5) Whittle My Bag Down To 10 Clubs
I’m now down to 12 and have high hopes that this is the most possible. This dream is down to a) a bad back and b) a hope that it would lead to some sort of Zen-type outlook where less is more and my new, uncluttered approach will somehow lead to a cluster of scores in the mid 70s.
6) Get My Handicap Down To 4
The obvious thinking would be to get to 5, and boast endlessly about being a Category 1 golfer. But even numbers always sound better and more achievable and would assist my new-found clearer approach. Given I currently play off 8, haven’t played in a competition for 18 months and still can’t function within 100 yards of the green this is looking less than likely.

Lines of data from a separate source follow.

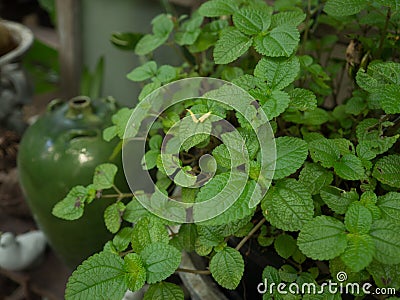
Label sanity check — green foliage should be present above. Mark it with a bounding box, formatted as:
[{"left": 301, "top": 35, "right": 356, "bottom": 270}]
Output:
[{"left": 53, "top": 0, "right": 400, "bottom": 300}]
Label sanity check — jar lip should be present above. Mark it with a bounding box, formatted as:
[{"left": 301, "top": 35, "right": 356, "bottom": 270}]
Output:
[{"left": 68, "top": 96, "right": 90, "bottom": 109}]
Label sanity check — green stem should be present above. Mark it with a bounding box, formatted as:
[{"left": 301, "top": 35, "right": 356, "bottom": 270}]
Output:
[
  {"left": 176, "top": 268, "right": 211, "bottom": 275},
  {"left": 376, "top": 7, "right": 392, "bottom": 58}
]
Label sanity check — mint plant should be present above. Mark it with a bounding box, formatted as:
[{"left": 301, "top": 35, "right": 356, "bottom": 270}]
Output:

7) Turn My Garden Into A Pitch And Putt
It might not be the longest short course, stretching to around 20 yards off the tips, but it would soon mould me into that 4-handicapper. I have recently installed artificial grass under the pretence of giving 20-month-old twin boys more scope to be outside. The truth is I want a 24-hour chipping facility.
8) Have A Hole-In-One
I know, boring boring. Bit it’s quite boring having played for over 30 years and being unable to join in the conversation when everyone else begins listing their heroics. I thought I had done it once in 1986 when I laced my trusty 4-iron to the 16th, straight at it. And there it was in the hole to spark Hale Irwin-type celebrations behind the green. Before my dad let slip that it had been an inch short and he had tapped it in on his way to his over clubbed, clumsy tee shot, something he found hysterical. We played the last two holes and drove home in silence.